(284e) Designing for Continuous: A Step Change in Performance

Authors: 
Donnellan, P., University College Dublin
Glennon, B., University College Dublin
Jones, R., University College Dublin
Traditionally the majority of active pharmaceutical compounds have been manufactured at large plant scales using batch methodologies. Continuous manufacturing is becoming an increasing attractive alternative however due to apparent benefits such as smaller manufacturing footprints, increased process safety, lower manufacturing costs and increased supply-chain flexibility. Realising all of the above benefits using conventional continuous equipment is however quite challenging and sometimes not achievable. In this project, a new approach to the design of continuous manufacturing platforms is being presented which is not restricted to using such conventional equipment but which is based around the bespoke design and manufacture of all unit operations, optimised to fit the specific process being examined. Processes are quantified in detail using methods such as computational fluid dynamics (CFD) leading to tailored equipment designs which can be manufactured with high precision using metallic 3D printing.

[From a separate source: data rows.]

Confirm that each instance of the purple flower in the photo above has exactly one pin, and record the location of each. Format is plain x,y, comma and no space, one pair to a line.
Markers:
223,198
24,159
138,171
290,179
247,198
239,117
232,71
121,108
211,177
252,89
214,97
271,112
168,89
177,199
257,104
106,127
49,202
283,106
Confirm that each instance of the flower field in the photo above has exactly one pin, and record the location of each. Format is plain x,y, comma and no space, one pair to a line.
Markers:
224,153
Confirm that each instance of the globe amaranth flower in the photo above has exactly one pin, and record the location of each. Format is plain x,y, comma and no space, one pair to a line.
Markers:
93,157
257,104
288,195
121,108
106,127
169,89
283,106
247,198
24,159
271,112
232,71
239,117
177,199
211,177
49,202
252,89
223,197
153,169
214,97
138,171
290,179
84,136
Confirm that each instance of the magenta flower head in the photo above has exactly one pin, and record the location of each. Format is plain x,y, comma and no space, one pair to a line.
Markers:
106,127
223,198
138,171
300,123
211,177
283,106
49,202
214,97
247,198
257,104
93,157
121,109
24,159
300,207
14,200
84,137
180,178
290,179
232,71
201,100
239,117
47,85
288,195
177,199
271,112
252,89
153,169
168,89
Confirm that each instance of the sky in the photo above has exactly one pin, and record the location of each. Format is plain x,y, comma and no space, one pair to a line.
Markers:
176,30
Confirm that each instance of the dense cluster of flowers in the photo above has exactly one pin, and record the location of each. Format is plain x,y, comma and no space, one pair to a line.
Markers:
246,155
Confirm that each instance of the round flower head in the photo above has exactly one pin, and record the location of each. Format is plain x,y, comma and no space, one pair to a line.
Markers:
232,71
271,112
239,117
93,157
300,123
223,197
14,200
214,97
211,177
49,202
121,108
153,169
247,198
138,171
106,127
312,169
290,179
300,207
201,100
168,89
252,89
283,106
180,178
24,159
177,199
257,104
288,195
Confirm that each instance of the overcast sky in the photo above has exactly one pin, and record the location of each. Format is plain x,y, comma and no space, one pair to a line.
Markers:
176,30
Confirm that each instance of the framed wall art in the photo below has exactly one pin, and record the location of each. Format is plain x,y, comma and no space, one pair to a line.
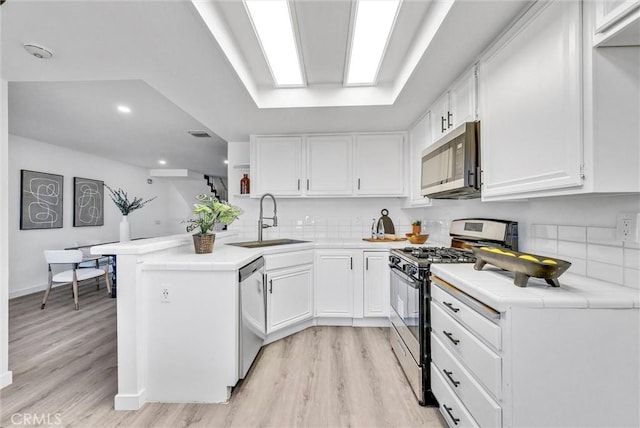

The first case study presented in this paper examines a biphasic reaction between an amine and an acid chloride in the presence of an aqueous sodium hydroxide solution. In this type of biphasic reaction, the main design challenge is centred around achieving a sufficiently large interfacial surface area between the two phases. Conventionally, an agitated vessel operating in either batch or continuous mode would be used in order to maximise this area. However when tested in this case study, adequate dispersion between the immiscible phases required very high energy input levels of at least 1kW/m3, making such an approach difficult to scale up. Plug flow reactors (PFRs) are the most common continuous alternative to agitated vessels. These typically operate under Taylor flow conditions (where alternating aqueous and organic slugs move sequentially through the reactor), giving only limited contact between the phases. In order to overcome the limitations of these conventional approaches, a bespoke unit operation based upon the specific needs of the reaction is designed in this paper which is capable of achieving extremely high dispersion rates between the two phases under the very low Reynolds numbers typically encountered in the pharmaceutical industry (Re < 5). Due to its optimised design, this unit is able to significantly outperform both conventional methods tested, achieving yields of 98% with residence times of less than 0.067 minutes (the batch agitated reactor achieved a 91% yield with a 6 minute residence time while the flow reactor achieved a 49% yield with a residence time of 7 minutes).

In order to demonstrate the suitability of applying this design approach to the entire manufacturing process, a case study is also presented in which two reactions are coupled together, followed by an extraction and wash step and a liquid-liquid separation. All unit operations within this platform are designed using fundamental engineering principles combined with numerical analyses (based upon the requirements of the specific process), prior to being 3D printed and combined to create a bespoke, sealed, hard-piped manufacturing system. The optimised design of the units enables extremely high throughput rates to be achieved corresponding to 580,000 kg/L/day (compared to an approximate batch productivity of 525kg/L/day).